The U.S. Treasury Department last year sanctioned Rosbank and its owner, oligarch Vladimir Olegovich Potanin, who Bloomberg lists as Russia’s richest man.
Vedomosti did not say which cryptocurrency the bank would use but added that it was working with fintech company B-Crypto for the project.
Potanin, who made his billions from commodities and the country’s controversial loans-for-shares scheme, has spoken about the digital economy before: In 2022, he said that tokenized assets and a central bank digital currency would help the country move forward.
Last year, Deputy Finance Minister Alexey Moiseyev also said the country is exploring using stablecoins to make payments with “friendly countries.” The idea, he added, is that the country would not have to do transactions in dollars or euros.
Stablecoins are cryptocurrencies pegged to stable assets, like the U.S. dollar or gold, and don’t swing in value like Bitcoin or Ethereum.

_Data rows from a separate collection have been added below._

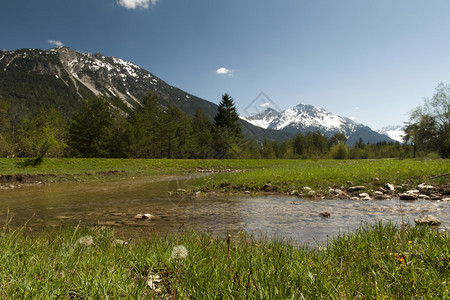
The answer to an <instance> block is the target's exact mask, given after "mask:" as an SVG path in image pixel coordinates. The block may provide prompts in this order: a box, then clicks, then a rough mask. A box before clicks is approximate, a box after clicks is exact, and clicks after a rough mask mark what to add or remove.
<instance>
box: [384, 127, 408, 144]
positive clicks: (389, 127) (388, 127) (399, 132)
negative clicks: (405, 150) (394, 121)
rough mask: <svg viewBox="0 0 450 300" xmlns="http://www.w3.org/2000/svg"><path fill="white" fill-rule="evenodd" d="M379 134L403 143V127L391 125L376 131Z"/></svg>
mask: <svg viewBox="0 0 450 300" xmlns="http://www.w3.org/2000/svg"><path fill="white" fill-rule="evenodd" d="M377 132H378V133H379V134H384V135H387V136H388V137H390V138H391V139H393V140H395V141H397V142H400V143H403V136H404V135H405V125H391V126H386V127H383V128H381V129H379V130H377Z"/></svg>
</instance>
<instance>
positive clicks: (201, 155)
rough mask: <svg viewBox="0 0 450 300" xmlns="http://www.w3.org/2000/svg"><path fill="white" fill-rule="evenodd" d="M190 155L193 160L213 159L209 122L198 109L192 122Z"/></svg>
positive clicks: (210, 135)
mask: <svg viewBox="0 0 450 300" xmlns="http://www.w3.org/2000/svg"><path fill="white" fill-rule="evenodd" d="M192 141H193V145H192V154H191V156H192V157H193V158H211V157H214V149H213V144H212V141H213V135H212V126H211V122H210V121H209V120H208V117H207V116H206V114H205V113H204V112H203V111H202V110H201V109H198V110H197V111H196V112H195V115H194V118H193V120H192Z"/></svg>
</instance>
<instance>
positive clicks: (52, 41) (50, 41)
mask: <svg viewBox="0 0 450 300" xmlns="http://www.w3.org/2000/svg"><path fill="white" fill-rule="evenodd" d="M47 43H49V44H51V45H55V46H56V47H62V46H64V44H63V43H61V42H60V41H55V40H48V41H47Z"/></svg>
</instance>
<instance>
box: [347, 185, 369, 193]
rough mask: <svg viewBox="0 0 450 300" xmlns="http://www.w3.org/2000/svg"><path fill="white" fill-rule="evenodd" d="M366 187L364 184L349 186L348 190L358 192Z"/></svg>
mask: <svg viewBox="0 0 450 300" xmlns="http://www.w3.org/2000/svg"><path fill="white" fill-rule="evenodd" d="M365 188H366V187H365V186H363V185H357V186H351V187H349V188H348V189H347V190H348V191H349V192H358V191H361V190H364V189H365Z"/></svg>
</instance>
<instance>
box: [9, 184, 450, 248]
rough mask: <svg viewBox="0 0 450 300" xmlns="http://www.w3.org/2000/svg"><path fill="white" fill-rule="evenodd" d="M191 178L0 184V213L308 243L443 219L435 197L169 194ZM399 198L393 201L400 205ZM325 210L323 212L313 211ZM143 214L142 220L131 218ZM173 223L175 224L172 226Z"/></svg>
mask: <svg viewBox="0 0 450 300" xmlns="http://www.w3.org/2000/svg"><path fill="white" fill-rule="evenodd" d="M194 184H195V179H192V178H190V177H188V176H186V177H180V176H178V177H159V178H139V179H122V180H114V181H108V182H95V183H61V184H55V185H48V186H47V185H42V186H29V187H23V188H19V189H11V190H0V207H1V209H0V220H2V219H3V220H5V219H6V213H7V209H8V208H9V210H10V212H11V214H12V215H13V219H12V223H11V224H12V225H14V226H22V225H24V224H26V226H27V227H29V228H31V229H32V230H34V231H39V230H42V229H46V228H59V227H60V226H61V225H64V226H67V225H68V226H72V225H73V226H74V225H77V224H80V225H81V226H89V225H105V226H112V227H113V228H114V230H115V231H116V232H117V234H118V235H119V236H121V237H124V238H128V239H133V238H140V237H145V236H148V233H149V232H152V231H156V232H158V233H160V234H163V235H164V234H166V233H168V232H173V231H179V230H184V229H189V228H195V229H197V230H204V231H208V232H211V233H213V234H217V235H223V236H224V235H225V234H226V233H228V232H229V233H232V234H237V233H238V232H240V231H244V232H246V233H248V234H252V235H254V236H255V237H257V238H258V237H270V238H278V239H290V240H293V241H294V242H296V243H300V244H304V243H307V244H309V245H311V246H315V245H317V244H324V243H326V241H327V238H328V237H331V236H333V235H337V234H339V233H340V232H343V231H349V230H354V229H356V228H357V227H358V226H359V225H360V224H361V222H374V221H375V220H385V221H392V222H395V223H400V222H401V221H402V216H403V220H404V221H405V222H406V221H409V222H412V223H413V222H414V221H413V220H414V219H415V218H418V217H423V216H426V215H428V214H431V215H433V216H435V217H437V218H438V219H439V220H441V221H442V223H443V226H442V227H443V228H446V227H449V226H450V203H448V202H439V201H425V200H417V201H399V200H388V201H351V200H304V199H299V198H295V197H289V196H280V195H270V196H258V197H244V196H242V197H209V196H207V197H204V196H202V197H192V196H170V195H169V193H168V191H170V190H176V189H177V188H186V187H189V186H192V185H194ZM400 205H401V207H400ZM325 211H326V212H329V213H330V214H331V216H330V217H329V218H324V217H322V216H320V215H319V214H320V213H322V212H325ZM143 213H150V214H152V215H153V216H154V217H153V218H152V219H150V220H142V219H136V218H135V216H136V215H137V214H143ZM0 222H1V221H0ZM180 228H181V229H180Z"/></svg>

Russia has complicated rules surrounding cryptocurrency: The country’s central bank said last year that Bitcoin mining and transactions should be banned—but the finance ministry has said that innovation shouldn’t be stifled and called for regulation.
President Vladimir Putin has even said that Russia could be a Bitcoin mining hub.
The government was even toying with the idea of a state-run crypto exchange but last month scrapped the idea, with lawmakers saying they would instead regulate private digital asset companies.